パナソニックが持株会社制へ
移行した本当の意義
2021年、パナソニックでは12年からトップを務めてきた津賀一宏氏から楠見雄規氏に社長が交代し、同時に持株会社制への移行を発表。今年4月にはパナソニックホールディングスへ商号変更した。社名変更といえば、ソニーも昨年4月、本社をソニーグループに変更し、各事業会社がその下にぶら下がる格好になった。両社のこのタイミングでの組織変更やパナソニックの社長交代は何を意味するのだろうか。

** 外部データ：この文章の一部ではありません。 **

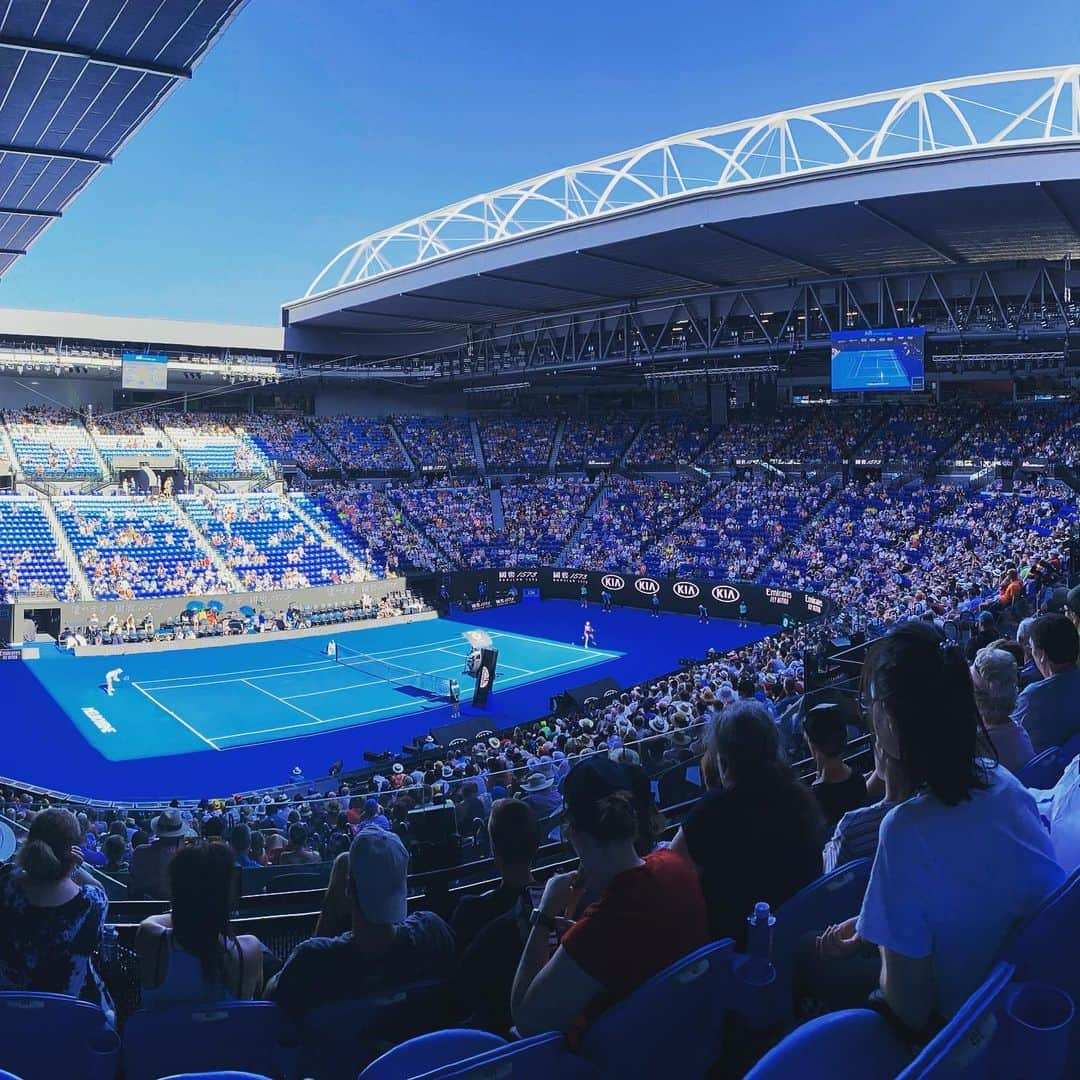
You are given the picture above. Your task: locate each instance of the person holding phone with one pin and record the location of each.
(650, 910)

結論から言えば、両社とも歴史を紐解けば両社らしい意思決定だということだ。パナソニックは、日本でいち早く事業部制を実施し、事業部ごとに商売の責任を持たせることで、ミドルマネジメントや現場社員の士気を上げてきた。戦後の財閥解体の流れの中で、当時の松下は松下電器産業と松下電工に分かれたが、これも戦前に松下幸之助がつくった事業部が独立会社になった格好だ。
松下正治社長時代に始めた事業本部制も、松下が他社に先駆けて実施した組織形態であったし、現在までにビジネスユニットごとのカンパニー制を実施してきた。かつては持株会社制が禁止されていたので、言わばバーチャルに持株会社制を実施してきたのがパナソニックの歴史である。

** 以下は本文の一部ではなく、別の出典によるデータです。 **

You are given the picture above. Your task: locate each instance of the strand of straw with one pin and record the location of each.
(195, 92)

今回の持株会社制への移行は、パナソニックの業務範囲の広がりと、コロナ禍をはじめとしたそれぞれの事業が直面している不確実性の高さから、全社戦略と個々の事業戦略を1つの会社の1人のトップが見ることが難しい状況になったということであろう。津賀社長への評価は、在任中の10年近くの前半と後半で大きく異なるといえる。前半は、特定の問題を抱える事業を切り離して、注力すべき事業に集中して経営資源を投入し、グループ全体のトップが個別事業へのてこ入れを行うことで、経営の改善をしてきた。
その後、全体のポートフォリオを考えた全社戦略と、個別の事業戦略の陣頭指揮を1人のトップが担う限界が見えてきたわけだが、これは津賀社長個人の資質や能力の問題ではないにもかかわらず、任期後半の氏の評価の低下に影響しているのではないだろうか。